# Tutorial: PrimeKG Loader

In this tutorial, we will explain how to load dataframes of PrimeKG containing the information of the entities and the relations of the knowledge graph.

Prior information about the PrimeKG can be found in the following repositories:
- https://github.com/mims-harvard/PrimeKG
- https://github.com/mims-harvard/TDC/

Note that we are leveraging the PrimeKG provided in Harvard Dataverse, which is publicly available in the following link:

https://dataverse.harvard.edu/dataset.xhtml?persistentId=doi:10.7910/DVN/IXA7BM

By the time we are writing this tutorial, the latest version of PrimeKG (`kg.csv`) is `2.1`.

First of all, we need to import necessary libraries as follows:

In [None]:
# Import necessary libraries
import sys
sys.path.append('../../..')
from aiagents4pharma.talk2knowledgegraphs.tools.primekg_loader import PrimeKGData, PrimeKGLoaderInput, PrimeKGLoaderTool

### Load PrimeKG

The `PrimeKGLoaderTool` allows to load the data from the Harvard Dataverse server if the data is not available locally. 

Otherwise, the data is loaded from the local directory as defined in the `local_dir` parameter set in `PrimeKGData`.

In [None]:
# Define primekg data by providing a local directory where the data is stored
primekg_data = PrimeKGData(local_dir="../../../../data/primekg_test/")

# Define primekg loader input by providing the primekg data
loader_input = PrimeKGLoaderInput(data=primekg_data)

To load the dataframes of nodes and edges from PrimeKG, we just need to invoke the tool as follows.

In [None]:
# Define primekg loader tool and call run method to load the dataframes of nodes and edges
tool = PrimeKGLoaderTool()
primekg_nodes, primekg_edges = tool.call_run(loader_input.data.name,
                                             loader_input.data.server_path,
                                             loader_input.data.file_id,
                                             loader_input.data.local_dir)

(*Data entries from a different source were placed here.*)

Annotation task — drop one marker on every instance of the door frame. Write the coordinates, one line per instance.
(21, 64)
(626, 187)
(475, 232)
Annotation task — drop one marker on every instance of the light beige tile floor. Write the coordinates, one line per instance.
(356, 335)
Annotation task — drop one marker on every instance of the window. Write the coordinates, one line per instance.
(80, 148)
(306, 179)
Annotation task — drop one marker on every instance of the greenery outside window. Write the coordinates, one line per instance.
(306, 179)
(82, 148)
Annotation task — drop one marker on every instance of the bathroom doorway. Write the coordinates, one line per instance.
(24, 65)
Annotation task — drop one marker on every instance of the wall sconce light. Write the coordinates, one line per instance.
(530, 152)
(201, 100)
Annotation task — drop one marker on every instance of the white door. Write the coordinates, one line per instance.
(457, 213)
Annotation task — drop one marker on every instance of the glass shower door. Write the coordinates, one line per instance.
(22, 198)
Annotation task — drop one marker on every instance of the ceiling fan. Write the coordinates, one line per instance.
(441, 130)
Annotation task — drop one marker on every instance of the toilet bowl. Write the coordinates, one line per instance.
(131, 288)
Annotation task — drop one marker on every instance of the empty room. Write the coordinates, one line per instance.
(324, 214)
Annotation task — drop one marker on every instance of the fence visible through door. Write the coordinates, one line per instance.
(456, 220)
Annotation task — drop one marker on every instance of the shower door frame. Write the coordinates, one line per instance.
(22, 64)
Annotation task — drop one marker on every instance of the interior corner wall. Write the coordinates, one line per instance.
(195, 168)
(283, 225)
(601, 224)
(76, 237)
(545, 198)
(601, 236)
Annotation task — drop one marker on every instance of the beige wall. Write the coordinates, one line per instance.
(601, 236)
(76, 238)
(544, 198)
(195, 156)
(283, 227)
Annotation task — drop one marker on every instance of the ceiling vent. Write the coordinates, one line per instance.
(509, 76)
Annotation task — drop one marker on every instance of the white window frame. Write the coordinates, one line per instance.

### Check PrimeKG Dataframes

As aforementioned, the primekg_nodes and primekg_edges are the dataframes of nodes and edges, respectively. 

We can further analyze the dataframes to extract the information we need.

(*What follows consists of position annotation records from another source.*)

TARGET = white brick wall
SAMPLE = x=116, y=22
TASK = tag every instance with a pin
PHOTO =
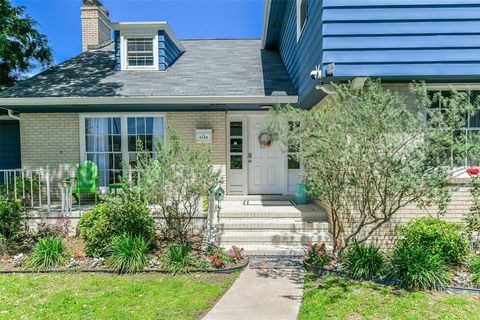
x=52, y=139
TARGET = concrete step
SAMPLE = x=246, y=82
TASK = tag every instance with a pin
x=283, y=224
x=271, y=250
x=273, y=238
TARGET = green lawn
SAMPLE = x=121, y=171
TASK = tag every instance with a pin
x=336, y=298
x=106, y=296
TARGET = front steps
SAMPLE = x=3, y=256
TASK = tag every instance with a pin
x=274, y=230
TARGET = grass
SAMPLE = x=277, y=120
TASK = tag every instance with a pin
x=107, y=296
x=336, y=298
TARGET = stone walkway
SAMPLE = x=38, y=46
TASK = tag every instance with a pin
x=261, y=294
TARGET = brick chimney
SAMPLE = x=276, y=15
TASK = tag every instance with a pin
x=96, y=30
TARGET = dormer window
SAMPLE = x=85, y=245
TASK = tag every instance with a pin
x=140, y=52
x=145, y=46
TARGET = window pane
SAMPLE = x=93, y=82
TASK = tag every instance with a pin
x=293, y=163
x=103, y=145
x=132, y=143
x=116, y=126
x=131, y=126
x=236, y=162
x=236, y=129
x=149, y=125
x=140, y=52
x=236, y=145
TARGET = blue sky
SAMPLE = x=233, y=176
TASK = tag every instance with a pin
x=60, y=19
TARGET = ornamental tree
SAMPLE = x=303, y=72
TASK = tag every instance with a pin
x=370, y=152
x=174, y=182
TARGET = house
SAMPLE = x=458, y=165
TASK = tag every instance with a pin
x=134, y=79
x=133, y=84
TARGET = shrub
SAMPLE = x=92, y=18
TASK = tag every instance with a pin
x=116, y=217
x=318, y=255
x=128, y=254
x=217, y=261
x=175, y=181
x=47, y=253
x=177, y=258
x=12, y=218
x=414, y=267
x=360, y=260
x=437, y=237
x=235, y=254
x=474, y=268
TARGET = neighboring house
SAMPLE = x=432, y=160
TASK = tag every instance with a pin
x=399, y=41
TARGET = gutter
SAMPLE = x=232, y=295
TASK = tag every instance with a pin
x=169, y=100
x=266, y=17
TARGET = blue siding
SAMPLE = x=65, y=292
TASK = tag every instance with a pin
x=301, y=57
x=116, y=39
x=168, y=52
x=413, y=39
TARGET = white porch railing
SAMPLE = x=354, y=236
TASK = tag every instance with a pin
x=31, y=186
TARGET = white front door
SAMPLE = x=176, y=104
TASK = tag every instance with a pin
x=266, y=164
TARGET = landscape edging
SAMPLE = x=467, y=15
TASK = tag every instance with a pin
x=223, y=271
x=326, y=272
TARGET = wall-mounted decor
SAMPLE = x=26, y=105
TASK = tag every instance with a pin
x=203, y=135
x=265, y=139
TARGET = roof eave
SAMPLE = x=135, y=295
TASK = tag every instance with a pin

For instance, we can construct a graph from the nodes and edges dataframes using networkx library.

#### PrimeKG Nodes

`primekg_nodes` is a dataframe of nodes, which has the following columns:
- `node_index`: the index of the node
- `node`: the node name
- `node_id`: the id of the node (currently set as node name itself, for visualization purposes)
- `node_uid`: the unique identifier of the node (source name + unique id)
- `node_type`: the type of the node

We can check a sample of the primekg nodes to see the list of nodes in the PrimeKG dataset as follows.

In [None]:
# Check a sample of the primekg nodes
primekg_nodes.head()

The current PrimeKG has about 130K of nodes in total as we can observe in the following cell.

In [None]:
# Check dimensions of the primekg nodes
primekg_nodes.shape

 We can breakdown the statistics of the primekg nodes by their types as follows.

In [None]:
# Show node types and their counts
primekg_nodes['node_type'].value_counts()

PrimeKG was built using various sources as we can observe from their node unique sources as follows.

In [None]:
# Show source of the primekg nodes
primekg_nodes['node_uid'].apply(lambda x: x.split(':')[0]).value_counts()

#### PrimeKG Edges

`primekg_edges` is a dataframe of edges, which has the following columns:
- `node_source_index`: the index of the source node
- `node_source`: the name of the source node
- `node_source_uid`: the unique identifier of the source node
- `node_target_index`: the index of the target node
- `node_target`: the name of the target node
- `node_target_uid`: the unique identifier of the target node
- `edge_type`: the type of the edge

We can also check a sample of the primekg edges to see the interconnections between the nodes in the PrimeKG dataset as follows.

In [None]:
# Check a sample of the primekg edges
primekg_edges.head()

The current PrimeKG has about 8.1M of edges in total as we can observe in the following cell.

In [None]:
# Check dimensions of the primekg nodes
primekg_edges.shape

 We can breakdown the statistics of the primekg edges by their types as follows.

In [None]:
# Show edge types and their counts
primekg_edges['edge_type'].value_counts()